Right now there is a civil war in Turkey’s south-east which is covered up by the ban on media broadcasts in Kurdish areas. Judging by the events in Jisra, where hundreds were killed by Turkish soldiers, the country’s leadership decided to suppress the protests through direct military action. Erdogan’s regime simultaneously began to shell Syrian Kurds, believing that it can use force to prevent the formation of Syrian Kurds’ autonomous enclaves, but in actuality it only intensified Kurdish resistance within Turkey thus, wittingly or not, it facilitating the US plan to create a Greater Kurdistan.
The shelling of Syrian Kurds is driven by the Turkish regime’s fear of Kurdish autonomies on its own borders, which it views as a threat to national security. Which is why there’s a reversal of terms: Erdogan refers to Kurdish forces fighting in northern Syria as ISIS collaborators. Moreover, now that Erdogan’s regime is losing international legitimacy and is trying to remind everyone of its existence by allowing its close associates to claim that the time Turkey used to defer to the US has ended, it is clearly forgetting that his personal fortunes very much depend on US favor now that his destructive policies have undone his earlier gains which included good relations with Russia.
The Kurdish question will play an important role in Geneva because this is how the international community will attempt to pressure the Turkish government which is trying to portray itself as the victim of Kurdish terrorism and the main ISIS fighter, even as Turkey, which used to be a bulwark of stability in the region, is plunging the region into chaos with its rash actions.
It’s becoming clear that resistance against the regime’s destructive policies is on the increase in Turkey. It is evident through the increase in nationalist sentiments which are being fanned by the regime, the opposition’s statements condemning Turkish regional policies, and the intelligentsia growing weary of regime increasing its powers after every terrorist attack.

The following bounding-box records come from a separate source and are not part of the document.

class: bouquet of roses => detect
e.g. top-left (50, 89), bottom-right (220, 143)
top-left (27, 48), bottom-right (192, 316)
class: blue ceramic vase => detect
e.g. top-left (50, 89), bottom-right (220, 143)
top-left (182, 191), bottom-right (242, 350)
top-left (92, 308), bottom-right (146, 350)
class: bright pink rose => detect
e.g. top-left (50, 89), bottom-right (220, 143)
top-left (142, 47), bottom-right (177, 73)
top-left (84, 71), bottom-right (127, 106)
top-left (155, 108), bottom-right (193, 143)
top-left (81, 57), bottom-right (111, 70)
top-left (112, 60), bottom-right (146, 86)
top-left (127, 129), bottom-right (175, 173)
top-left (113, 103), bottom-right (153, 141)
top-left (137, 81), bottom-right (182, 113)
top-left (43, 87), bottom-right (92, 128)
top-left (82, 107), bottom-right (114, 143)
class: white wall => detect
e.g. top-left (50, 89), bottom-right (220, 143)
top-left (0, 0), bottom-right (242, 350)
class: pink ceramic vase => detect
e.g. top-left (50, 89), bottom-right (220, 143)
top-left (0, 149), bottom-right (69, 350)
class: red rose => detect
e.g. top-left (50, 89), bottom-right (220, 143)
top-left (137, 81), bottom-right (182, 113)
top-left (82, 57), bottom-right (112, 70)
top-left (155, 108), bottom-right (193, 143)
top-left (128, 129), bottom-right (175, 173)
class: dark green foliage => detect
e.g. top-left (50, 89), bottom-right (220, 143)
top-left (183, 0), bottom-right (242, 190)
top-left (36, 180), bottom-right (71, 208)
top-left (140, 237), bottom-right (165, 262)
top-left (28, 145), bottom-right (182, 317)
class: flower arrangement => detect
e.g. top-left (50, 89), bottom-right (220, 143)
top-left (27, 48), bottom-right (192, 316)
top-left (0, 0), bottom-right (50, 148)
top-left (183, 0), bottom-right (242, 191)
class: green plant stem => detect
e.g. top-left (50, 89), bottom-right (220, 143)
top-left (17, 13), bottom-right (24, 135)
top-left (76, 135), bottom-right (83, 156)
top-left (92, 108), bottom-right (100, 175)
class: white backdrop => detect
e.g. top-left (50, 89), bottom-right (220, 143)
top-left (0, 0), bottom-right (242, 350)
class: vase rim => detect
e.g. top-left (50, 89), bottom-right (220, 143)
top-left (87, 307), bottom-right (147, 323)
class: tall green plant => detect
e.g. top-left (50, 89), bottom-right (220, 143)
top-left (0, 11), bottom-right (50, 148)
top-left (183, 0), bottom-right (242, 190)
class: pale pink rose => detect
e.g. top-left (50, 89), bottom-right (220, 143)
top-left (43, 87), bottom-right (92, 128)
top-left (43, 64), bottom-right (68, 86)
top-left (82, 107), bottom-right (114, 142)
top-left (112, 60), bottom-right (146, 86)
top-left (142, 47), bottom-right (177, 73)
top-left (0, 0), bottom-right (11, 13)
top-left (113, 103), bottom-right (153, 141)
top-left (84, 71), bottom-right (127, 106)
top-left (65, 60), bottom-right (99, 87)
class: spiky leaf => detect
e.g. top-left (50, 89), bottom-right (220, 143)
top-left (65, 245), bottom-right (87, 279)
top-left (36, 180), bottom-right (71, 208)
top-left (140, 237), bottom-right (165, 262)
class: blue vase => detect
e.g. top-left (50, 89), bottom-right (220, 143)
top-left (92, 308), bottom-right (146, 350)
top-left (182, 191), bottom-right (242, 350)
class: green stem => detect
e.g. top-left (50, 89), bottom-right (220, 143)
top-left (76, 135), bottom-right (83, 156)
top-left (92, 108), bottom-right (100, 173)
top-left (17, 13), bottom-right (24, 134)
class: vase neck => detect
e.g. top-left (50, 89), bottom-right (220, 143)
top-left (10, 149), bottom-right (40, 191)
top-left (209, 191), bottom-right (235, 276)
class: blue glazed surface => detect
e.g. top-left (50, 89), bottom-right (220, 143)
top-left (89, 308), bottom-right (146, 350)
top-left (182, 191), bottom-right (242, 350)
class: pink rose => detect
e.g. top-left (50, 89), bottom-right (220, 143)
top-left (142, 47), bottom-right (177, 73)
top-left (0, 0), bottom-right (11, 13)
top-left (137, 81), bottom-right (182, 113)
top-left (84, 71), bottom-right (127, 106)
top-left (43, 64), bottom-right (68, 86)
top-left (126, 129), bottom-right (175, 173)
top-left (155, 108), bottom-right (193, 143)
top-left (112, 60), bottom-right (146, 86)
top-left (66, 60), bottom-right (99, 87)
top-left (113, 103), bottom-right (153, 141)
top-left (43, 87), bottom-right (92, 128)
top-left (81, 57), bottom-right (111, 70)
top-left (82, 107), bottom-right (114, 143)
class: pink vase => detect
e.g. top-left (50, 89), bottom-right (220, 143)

In the short term one should expect the destructive internal Turkish trends to increase. The society is heavily polarized on many questions, it is flooded by not always peaceful migrants, and it is having to deal with the rash anti-Kurdish policies which have forced the Kurds to move to big cities. It is also evident that the regime is trying to use the Kurdish question as a means of exerting influence over the region, which means we should expect the use of force and attempts to interfere with the Syria peace process. After making a major investment in the Syria war, the Turkish leadership is not about to watch it from afar but may instead shift to more active measures, including military intervention, especially once it realizes that it is at a dead end. European concessions can hardly reduce Ankara’s aggressiveness. Rather the opposite—they will only encourage Turkey’s leaders to become more active to the point of sending the army into Iraq or committing genocide on the Kurds, both in Iraq and in Turkey.